Outro estudo, citado na MIT Technology Review em artigo recente, traz a seguinte afirmação: “o ChatGPT aumentou a produtividade geral (até aí não foi surpresa), mas o resultado realmente interessante foi: a ferramenta de IA ajudou mais os trabalhadores menos qualificados e capacitados academicamente, diminuindo a diferença de desempenho entre os funcionários”. 

Chris Dede, pesquisador em tecnologias de educação de Harvard, disse: “se você educar as pessoas para coisas que a IA faz bem, você está preparando-as para perderem para IA”. 

O mesmo pensamento se aplica ao passado. É como dizer que treinar pessoas para serem escriturários, treiná-las para algo que será obsoleto no futuro. 

 

Emprego 

Por todos estes motivos, antes de pensar em “um pra um”, como se um emprego fosse eliminado para cada passo de evolução da tecnologia, é preciso entender que há uma criação maior de valor, positivamente desproporcional, benéfica para a evolução de todos, que precisará ser preenchida por novas profissões no futuro. 

Foi assim que o Excel não criou uma legião de desempregados. 

Quando centenas de prefeituras decidiram colocar flúor na água das cidades nos anos 80, uma queda gigantesca no tratamento de cáries diminuiu o fluxo nos consultórios odontológicos.

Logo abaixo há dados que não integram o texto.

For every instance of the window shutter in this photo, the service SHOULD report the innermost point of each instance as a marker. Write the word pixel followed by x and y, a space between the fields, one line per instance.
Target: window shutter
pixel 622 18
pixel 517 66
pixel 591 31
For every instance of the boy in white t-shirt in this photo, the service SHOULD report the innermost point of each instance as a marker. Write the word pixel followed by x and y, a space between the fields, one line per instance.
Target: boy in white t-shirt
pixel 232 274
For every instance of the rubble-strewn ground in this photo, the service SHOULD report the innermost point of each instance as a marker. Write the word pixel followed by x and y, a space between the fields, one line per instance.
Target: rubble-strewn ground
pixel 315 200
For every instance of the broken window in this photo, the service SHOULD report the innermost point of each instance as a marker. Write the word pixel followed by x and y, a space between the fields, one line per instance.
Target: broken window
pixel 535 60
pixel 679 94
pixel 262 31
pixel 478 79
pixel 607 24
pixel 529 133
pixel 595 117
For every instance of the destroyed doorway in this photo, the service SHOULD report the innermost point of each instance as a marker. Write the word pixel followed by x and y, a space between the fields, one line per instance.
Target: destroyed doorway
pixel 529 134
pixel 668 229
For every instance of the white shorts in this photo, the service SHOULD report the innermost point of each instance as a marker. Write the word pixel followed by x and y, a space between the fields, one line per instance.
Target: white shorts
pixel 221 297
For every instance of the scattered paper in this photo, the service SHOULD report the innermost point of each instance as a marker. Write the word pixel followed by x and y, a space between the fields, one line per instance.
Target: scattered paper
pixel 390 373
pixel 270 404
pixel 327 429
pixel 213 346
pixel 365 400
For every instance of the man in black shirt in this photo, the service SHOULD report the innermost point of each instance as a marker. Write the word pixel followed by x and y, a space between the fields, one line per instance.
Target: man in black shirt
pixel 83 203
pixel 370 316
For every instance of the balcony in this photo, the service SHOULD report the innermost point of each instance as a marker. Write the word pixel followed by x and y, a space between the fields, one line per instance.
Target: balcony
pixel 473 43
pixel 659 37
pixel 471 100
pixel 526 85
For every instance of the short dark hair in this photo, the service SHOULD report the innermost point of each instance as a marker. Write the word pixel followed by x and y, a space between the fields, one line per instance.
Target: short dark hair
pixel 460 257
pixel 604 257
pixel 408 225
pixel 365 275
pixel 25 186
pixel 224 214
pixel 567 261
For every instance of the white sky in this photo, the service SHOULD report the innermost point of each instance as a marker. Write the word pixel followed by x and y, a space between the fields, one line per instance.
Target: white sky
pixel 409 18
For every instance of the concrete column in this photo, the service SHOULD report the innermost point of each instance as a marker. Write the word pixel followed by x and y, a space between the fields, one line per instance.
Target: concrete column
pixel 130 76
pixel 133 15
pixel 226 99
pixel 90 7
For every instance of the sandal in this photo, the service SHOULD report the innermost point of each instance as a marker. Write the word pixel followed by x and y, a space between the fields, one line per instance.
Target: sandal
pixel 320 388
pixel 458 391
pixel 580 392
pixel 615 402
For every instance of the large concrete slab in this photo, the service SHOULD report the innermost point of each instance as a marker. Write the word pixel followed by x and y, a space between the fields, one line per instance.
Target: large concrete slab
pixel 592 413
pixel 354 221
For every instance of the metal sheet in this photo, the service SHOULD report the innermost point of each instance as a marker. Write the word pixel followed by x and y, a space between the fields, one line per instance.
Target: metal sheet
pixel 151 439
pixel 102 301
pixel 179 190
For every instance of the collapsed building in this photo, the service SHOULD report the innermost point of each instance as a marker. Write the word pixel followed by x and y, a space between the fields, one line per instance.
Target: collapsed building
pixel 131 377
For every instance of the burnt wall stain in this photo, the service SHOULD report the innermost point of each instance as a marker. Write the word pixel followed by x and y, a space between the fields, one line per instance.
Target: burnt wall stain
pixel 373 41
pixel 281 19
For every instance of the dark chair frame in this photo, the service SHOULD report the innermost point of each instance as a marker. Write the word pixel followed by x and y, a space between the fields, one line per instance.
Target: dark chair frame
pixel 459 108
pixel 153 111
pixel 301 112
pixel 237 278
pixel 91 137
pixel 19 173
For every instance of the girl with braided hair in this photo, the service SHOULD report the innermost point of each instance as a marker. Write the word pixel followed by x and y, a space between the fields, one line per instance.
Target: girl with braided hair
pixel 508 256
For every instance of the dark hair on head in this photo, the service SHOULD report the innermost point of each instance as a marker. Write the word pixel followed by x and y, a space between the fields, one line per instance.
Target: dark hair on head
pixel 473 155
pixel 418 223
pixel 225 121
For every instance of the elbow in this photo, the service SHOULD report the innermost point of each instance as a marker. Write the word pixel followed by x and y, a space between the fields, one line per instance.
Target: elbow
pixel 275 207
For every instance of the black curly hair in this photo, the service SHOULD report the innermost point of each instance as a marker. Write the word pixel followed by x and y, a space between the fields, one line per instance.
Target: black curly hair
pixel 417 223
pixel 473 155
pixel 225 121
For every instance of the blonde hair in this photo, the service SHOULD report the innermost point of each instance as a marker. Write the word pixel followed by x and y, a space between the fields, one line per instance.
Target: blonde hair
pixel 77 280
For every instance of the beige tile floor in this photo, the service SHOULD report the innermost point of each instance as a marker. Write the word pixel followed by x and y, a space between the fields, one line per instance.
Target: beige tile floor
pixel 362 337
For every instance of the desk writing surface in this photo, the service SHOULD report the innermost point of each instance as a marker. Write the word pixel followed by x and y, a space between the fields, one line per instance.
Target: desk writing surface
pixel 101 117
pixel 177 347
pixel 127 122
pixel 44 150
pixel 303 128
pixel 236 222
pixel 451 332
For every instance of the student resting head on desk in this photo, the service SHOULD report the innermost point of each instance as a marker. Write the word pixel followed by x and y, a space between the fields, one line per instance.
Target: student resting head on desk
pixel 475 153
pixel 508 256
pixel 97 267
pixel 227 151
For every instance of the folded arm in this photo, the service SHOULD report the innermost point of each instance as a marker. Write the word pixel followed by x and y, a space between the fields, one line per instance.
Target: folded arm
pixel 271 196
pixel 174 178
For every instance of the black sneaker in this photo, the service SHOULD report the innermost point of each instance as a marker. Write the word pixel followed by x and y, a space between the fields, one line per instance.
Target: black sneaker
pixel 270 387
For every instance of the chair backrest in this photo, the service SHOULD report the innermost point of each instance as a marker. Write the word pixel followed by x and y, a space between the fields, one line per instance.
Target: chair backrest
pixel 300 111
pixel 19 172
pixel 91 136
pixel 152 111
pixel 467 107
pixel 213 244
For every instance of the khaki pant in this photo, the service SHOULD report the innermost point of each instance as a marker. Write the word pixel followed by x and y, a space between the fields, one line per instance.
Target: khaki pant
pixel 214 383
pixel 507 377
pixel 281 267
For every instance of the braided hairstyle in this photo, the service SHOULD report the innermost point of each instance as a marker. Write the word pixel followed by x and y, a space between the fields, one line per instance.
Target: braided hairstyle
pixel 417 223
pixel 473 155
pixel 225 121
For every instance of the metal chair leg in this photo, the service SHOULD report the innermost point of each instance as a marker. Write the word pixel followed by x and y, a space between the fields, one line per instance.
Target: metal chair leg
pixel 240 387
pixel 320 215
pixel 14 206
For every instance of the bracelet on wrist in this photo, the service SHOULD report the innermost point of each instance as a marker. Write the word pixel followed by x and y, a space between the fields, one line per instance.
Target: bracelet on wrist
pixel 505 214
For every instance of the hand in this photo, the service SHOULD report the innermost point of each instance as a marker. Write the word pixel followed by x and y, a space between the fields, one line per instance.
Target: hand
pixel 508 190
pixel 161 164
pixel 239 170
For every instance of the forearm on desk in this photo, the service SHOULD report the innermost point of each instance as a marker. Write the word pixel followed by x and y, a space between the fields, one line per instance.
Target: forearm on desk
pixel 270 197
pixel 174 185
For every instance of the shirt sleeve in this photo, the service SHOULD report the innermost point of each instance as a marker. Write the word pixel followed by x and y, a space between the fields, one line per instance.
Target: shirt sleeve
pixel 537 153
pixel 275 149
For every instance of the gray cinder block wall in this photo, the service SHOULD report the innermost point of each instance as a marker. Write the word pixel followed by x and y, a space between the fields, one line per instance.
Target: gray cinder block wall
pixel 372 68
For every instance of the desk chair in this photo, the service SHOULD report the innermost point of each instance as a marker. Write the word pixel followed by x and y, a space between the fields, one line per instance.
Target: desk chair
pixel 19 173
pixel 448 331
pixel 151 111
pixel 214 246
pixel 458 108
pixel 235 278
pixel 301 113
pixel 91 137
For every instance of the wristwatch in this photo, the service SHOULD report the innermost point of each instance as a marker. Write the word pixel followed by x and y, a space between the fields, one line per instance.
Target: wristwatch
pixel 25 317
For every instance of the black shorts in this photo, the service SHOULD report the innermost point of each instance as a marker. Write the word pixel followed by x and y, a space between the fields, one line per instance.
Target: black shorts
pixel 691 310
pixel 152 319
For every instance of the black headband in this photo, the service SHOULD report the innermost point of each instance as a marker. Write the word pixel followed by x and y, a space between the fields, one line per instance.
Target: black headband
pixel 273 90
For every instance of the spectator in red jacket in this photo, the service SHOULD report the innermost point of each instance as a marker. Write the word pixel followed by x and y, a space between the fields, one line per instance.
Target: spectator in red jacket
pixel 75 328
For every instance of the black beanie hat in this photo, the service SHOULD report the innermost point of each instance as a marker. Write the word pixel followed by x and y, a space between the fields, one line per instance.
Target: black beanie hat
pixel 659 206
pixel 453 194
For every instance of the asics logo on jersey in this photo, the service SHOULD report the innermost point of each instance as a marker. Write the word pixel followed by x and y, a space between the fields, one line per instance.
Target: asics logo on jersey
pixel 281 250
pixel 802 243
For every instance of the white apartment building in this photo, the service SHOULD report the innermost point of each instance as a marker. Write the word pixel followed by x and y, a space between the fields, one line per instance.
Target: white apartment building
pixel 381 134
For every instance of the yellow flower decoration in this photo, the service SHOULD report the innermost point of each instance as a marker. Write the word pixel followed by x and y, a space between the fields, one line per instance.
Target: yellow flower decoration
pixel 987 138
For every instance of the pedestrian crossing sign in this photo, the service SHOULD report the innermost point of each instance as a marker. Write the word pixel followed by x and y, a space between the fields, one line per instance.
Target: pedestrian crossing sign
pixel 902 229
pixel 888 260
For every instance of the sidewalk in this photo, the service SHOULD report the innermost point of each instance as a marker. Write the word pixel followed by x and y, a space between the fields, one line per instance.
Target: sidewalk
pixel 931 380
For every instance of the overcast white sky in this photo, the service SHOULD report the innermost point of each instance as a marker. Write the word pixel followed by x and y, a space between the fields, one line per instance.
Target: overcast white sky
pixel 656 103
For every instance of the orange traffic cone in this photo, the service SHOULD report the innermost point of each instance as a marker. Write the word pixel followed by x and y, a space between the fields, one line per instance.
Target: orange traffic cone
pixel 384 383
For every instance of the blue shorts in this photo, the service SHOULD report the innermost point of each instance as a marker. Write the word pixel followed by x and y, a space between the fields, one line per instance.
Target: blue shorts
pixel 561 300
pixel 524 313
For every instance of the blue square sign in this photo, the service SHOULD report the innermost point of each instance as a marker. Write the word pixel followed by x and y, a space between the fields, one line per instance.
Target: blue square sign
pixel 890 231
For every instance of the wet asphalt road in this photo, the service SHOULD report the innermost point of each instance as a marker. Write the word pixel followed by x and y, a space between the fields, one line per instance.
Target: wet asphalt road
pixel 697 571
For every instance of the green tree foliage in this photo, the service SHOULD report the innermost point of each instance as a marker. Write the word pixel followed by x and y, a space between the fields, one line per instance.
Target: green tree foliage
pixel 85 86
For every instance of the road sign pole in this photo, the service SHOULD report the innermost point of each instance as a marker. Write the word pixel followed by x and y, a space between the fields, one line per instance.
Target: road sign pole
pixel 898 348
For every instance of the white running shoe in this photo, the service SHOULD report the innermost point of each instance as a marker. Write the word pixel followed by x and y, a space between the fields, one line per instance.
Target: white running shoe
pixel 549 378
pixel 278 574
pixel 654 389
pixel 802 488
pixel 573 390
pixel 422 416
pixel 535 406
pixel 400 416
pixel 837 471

Os dentistas não ficaram desempregados, mas seguiram criando valor com implantes dentários e, mais recentemente, com harmonizações faciais, etc. 

Outro tema dos anos 80 foi a obrigatoriedade do uso do cinto de segurança nos carros. Uma drástica redução nos acidentes fez com que diminuíssem as cirurgias de face feitas por oftalmologistas, que hoje utilizam máquinas para outro tipo de cirurgia: a de eliminação do uso de óculos. 

As óticas e os fabricantes de óculos deveriam se unir para proibir as cirurgias de redução de grau ocular? É claro que não. Com o tempo, vão encontrar outros serviços de maior valor para o consumidor ou deveriam pensar na quantidade de pessoas que deveriam ter acesso a óculos e não têm como uma ótima meta para procurar resolver. 

 

Influenciadores 

Uma série de análises, artigos e estudos feitos entre 2010 e 2016 traziam títulos, como “Estaria o mercado fotográfico entrando em colapso?”. Autores analisavam a enorme queda na produção de máquinas convencionais, trazendo os números crescentes das lentes embutidas em telefones celulares. 

Antes de discutir a tragédia da Kodak, é preciso lembrar que a democratização das fotos, do acesso às câmeras nos telefones e a propagação das redes sociais criou uma nova profissão, a dos influenciadores. Ou seja, não se trata de um valor “um pra um”, mas de um desbloqueio para a sociedade que nos trouxe outras fontes de renda e valor. 

Diversos estudos, como o “Future of Creativity”, da Adobe, ou Influencity Marketing Hub, apontam para um número de 300 milhões de “criadores” no mundo e 10 milhões no Brasil. 

O impacto na economia é tão grande, que uma matéria do Jornal Extra de abril de 2023 trouxe o seguinte título: “Brasil já tem mais influenciadores digitais do que advogados e médicos”. Quem poderia imaginar essa profissão dez anos atrás? 

 

Karl Marx 

Sabendo que a IA e suas formas generativas são a inevitável revolução do nosso tempo, precisamos focar em como extrair valor, incluir pessoas, criar profissões e, assim, beneficiar a sociedade. O mundo está cheio de problemas para resolver e não faltarão algoritmos para ajudar. 

Por isso, a frase de Karl Marx segue tão atual: “O homem faz da sua atividade vital – o trabalho – um objeto da sua vontade e da sua consciência”. Ou seja, ele se diferencia dos animais por ser o único a pensar antes de agir, capaz de, por exemplo, imaginar uma cadeira antes de produzi-la. 

Imaginação e criatividade nunca foram tão importantes e nunca tiveram tanta ajuda como a oferecida pelas ferramentas de IA para democratizar e evoluir nossa sociedade.